As I listened today though, I was impressed with the ability I had to recall specific instances in my life that involved the album. From the first time I listened to it, driving around in David’s car going to pick up Ruben from the airport to every instance I blasted the opening notes to “All of the Lights” on my baritone in band, the album worked its way into my life and never let go. I remember the listening party we had at 5109 with us all jumping around screaming the lyrics and I remember the first time I hear “Runaway” on a bus ride home from Grants on a cross country trip. There were the times I would listen to “Blame Game” when I was dejected thinking about some crush and how I would never know love and the times I would listen to “Monster” when I needed to scream a lot of obscenities as loud as I could. All together, most important parts of my high school life had a theme track almost solely filled with tracks off of MBDTF. As I grew a bit older though I noticed I stopped listening as much, stopped obsessing as much. Kendrick Lamar took my heart and for most of my college days, I strongly considered good kid m.A.A.d city a close second and To Pimp A Butterfly a stronger album. I seemed to have forgotten that without MBDTF neither of those albums exists. Hip-hop as we know it doesn’t exist. But, on a more personal note, I don’t think I would exist in my current form without this album.

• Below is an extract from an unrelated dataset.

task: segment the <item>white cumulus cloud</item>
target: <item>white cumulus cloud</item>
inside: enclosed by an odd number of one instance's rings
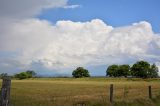
[[[32,68],[34,64],[49,70],[77,66],[130,63],[144,59],[160,61],[160,37],[150,23],[143,21],[114,28],[100,19],[88,22],[28,19],[3,30],[1,66]]]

So as I attempted to get the album played at the Birdhouse right as midnight struck on 11/22, I began to finally reminisce about the album. I realized I never really had, I had just accepted it as a part of my life and took for granted the power it had and still has over the musical world. It’s power started to be reinforced as I watched the entire room light up at the sound of Niki Minaj’s voice at the beginning of “Dark Fantasy.” Thinking about it though, the amount of people that feel as strongly about MBDTF is a number that will never be reached again. The people I know all needed an album like this to help shape their lives and I would be willing to bet, any millennial has a story at the tip of their tongue regarding this masterpiece and some moment in their adolescent lives.

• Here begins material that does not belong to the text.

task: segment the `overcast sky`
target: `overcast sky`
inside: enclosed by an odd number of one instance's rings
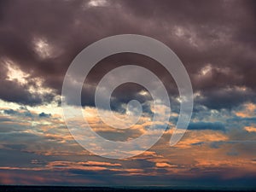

MBDTF opened my eyes to so many things, starting with what the music world held outside of rock’ n roll. I started to heavily care about the new age of music thanks to this album and the more I paid attention, the more obvious it became to me that this album truly changed everything. From production, to genre mixing to overall feel, MBDTF brought together so many aspects of music into one being. MBDTF also helped me through turmoil and it helped me celebrate life. Its hard to find an album that does both so well and I would argue not a single album does it better.

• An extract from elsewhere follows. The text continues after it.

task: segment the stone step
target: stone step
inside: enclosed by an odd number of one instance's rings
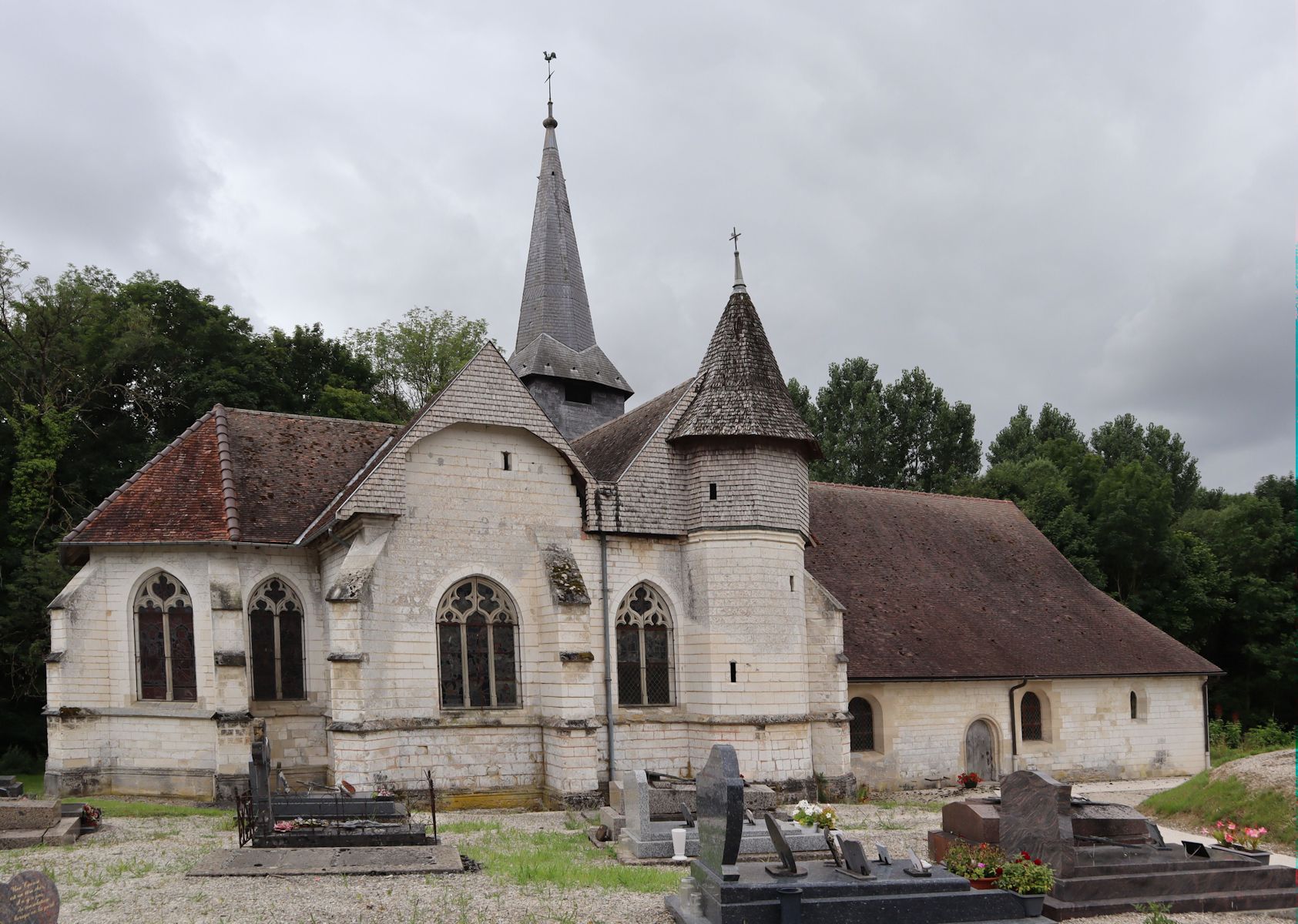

Five years is a long time in the life of a millennial. So much has changed for me while this album has just aged like fine wine, improving with every listen. When this was first released, I was a junior in high school, inexperienced with the ways of the world, still a tad bit awkward and of course, ready to see what life had in store for me. It’s been five years and that part hasn’t really changed. I am about to graduate from college, but I still have little idea where my life is headed and thinking about the parallelism between today and five years ago was a little inspiring. Even though I am going to be done with school for the first time in 17 years and will move away from home come May, I felt a lot less anxiety after listening to MBDTF today because, if 11th grade Joe could make it this far, then why can’t 21-year-old Joe make it another 5 years guided by the genius of Kanye?